今回の相場で最も注目されたのは、“円キャリー・トレード”であった。低利の円資金を調達し、高イールドの金融商品に投資するという手法である。いろいろな調査があるが、円キャリー・トレードの残坂は1500億ドル程度と言われている。ただ1兆ドルに達するとの推計もあり、正確な数字は分からない。日本の個人投資家の外貨投資を含める試算もあるし、ヘッジファンドなどの機関投資家だけを対象とする推計もある。キャリー・トレードの前提は、通貨によって大きな利回り差が存在すること、市場の変動性(ボラティリティ=リスク)が小さいことである。市場混乱の局面でリスクが高まったことで、円のショート・ポジションの巻き戻しが行なわれた。それはシカゴ先物市場における円取引の残高に現れている。

市場の混乱が高まったとき、先物市場の円ショート・ポジションが大幅に取り崩されている。これが円買い、ドル売りにつながり、円相場は1月25日の1ドル=122円から3月5日の115円にまで急騰した。その後、キャリー・トレードの巻き戻しも終わり、再び円先物のショート・ポジションの積み増しが進んでいる。こうした動きを受けて、ドル相場は戻し、直近では1ドル=117円から118円のレンジで比較的落ち着いた展開になっている。

メリルの調査では110円を割る円高局面の予想も

問題は、今後の見通しである。為替市場が混乱したとき、市場のセンチメントは「相場の基調は変わり大幅な円高相場になる」という“総円高論”に大きく傾いた。では本当に基調は変わったのだろうか。確かに市場のボラティリティは高まったが、金利差は基本的に変わっていない。日銀とアメリカのFOMC(連邦公開市場委員会)は、それぞれ金利を据え置いた。アメリカ経済の成長は鈍化が予想されるものの、利下げの可能性は小さくなっている。FOMCの声明から判断する限り、依然としてインフレ懸念は払拭されておらず、政策スタンスは中立から引締め気味に運営されると見られる。日銀も秋口までは再利上げに踏み切る可能性は少ないだろう。長期的、構造的にはドルの調整は必要だが、短期・中期的に見る限り、依然としてキャリー・トレードの妙味は残っている。投資家は、長期の不均衡よりも、目先の運用を重視するものである。

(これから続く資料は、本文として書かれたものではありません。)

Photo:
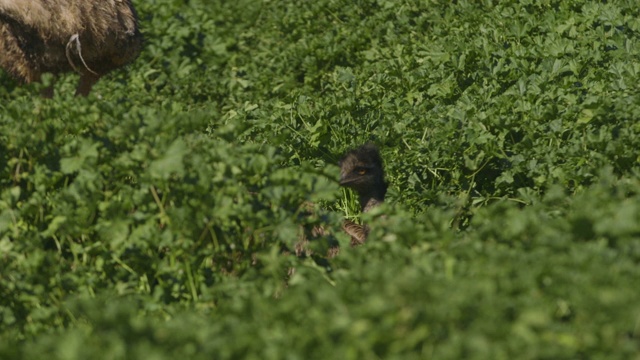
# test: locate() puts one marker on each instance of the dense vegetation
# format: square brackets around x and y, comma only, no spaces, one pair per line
[148,220]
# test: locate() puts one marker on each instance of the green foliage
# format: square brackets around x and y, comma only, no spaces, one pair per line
[156,218]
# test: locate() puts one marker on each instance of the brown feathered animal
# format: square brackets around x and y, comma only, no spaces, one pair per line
[361,170]
[90,37]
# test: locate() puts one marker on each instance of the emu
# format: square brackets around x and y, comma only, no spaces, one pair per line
[90,37]
[361,170]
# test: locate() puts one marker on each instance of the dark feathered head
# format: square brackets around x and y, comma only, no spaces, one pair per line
[361,170]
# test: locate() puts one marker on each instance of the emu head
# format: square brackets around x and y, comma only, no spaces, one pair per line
[361,170]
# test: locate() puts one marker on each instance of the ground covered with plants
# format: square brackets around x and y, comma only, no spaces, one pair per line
[148,221]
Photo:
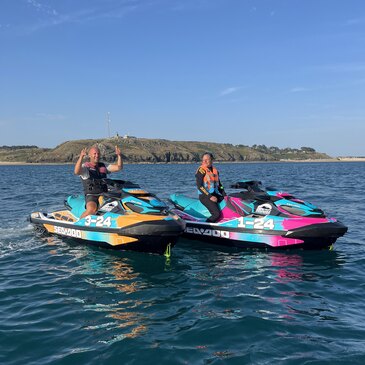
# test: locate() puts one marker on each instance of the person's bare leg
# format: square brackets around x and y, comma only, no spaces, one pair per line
[91,208]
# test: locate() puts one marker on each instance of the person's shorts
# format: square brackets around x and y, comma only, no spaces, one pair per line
[92,198]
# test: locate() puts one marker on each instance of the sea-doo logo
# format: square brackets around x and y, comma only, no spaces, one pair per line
[207,232]
[264,209]
[68,232]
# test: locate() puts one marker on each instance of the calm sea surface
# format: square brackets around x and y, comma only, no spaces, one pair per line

ただ、3月中旬にメリルリンチが行なった調査では、多くのファンド・マネジャーは円は過小評価されており、6月末に1ドル=114円、9月末に107円の円高になるという結果がでている。これは極めて順調な見方であるが、現実には相場が大きく転換するには政策変更などのイベントが必要である。少なくともアメリカ政府は円安を問題にしていない。住宅市場の崩壊でアメリカ経済の成長が大幅に落ち込み、FOMCが大幅な利下げに踏み切るか、日銀が引締め姿勢を鮮明にしない限り、為替市場を取り巻く基本的な状況は変わらないだろう。数ヶ月のレンジで見れば、当分は115円から120円程度のレンジのボックス相場が続き、120円を上回る円安相場が見られる局面があるだろう。

南アフリカのランド相場安は続くか

上海株式市場の株価暴落で始まった世界的な株安の中で投資家のエマージング市場に対する警戒感が強まっている。アメリカの調査機関エマージング・マーケッツ・ポートフォリオ・リサーチ社の調査では、株価暴落が始まった2月の最後の1週間だけでエマージング・ファンドから流出した資金は6億1500万ドルに達している。エマージング市場の1つである南ア市場でも債券と株は売られ、ランド相場に大きな影響を与えた。ちなみにヨハネスブルク株式市場の外人持ち株比率は35%に達している。こうした外人売りを受けて3月5日にランド相場は1ドル=7.46250ランドと、昨年10月31日の以来の安値を記録した。年初から弱含みに推移していたランド相場は、この下げを受けて年初来6.5%の下落となり、ブルーンバーグが調査している71通貨のなかで最悪のパフォーマンスとなっている。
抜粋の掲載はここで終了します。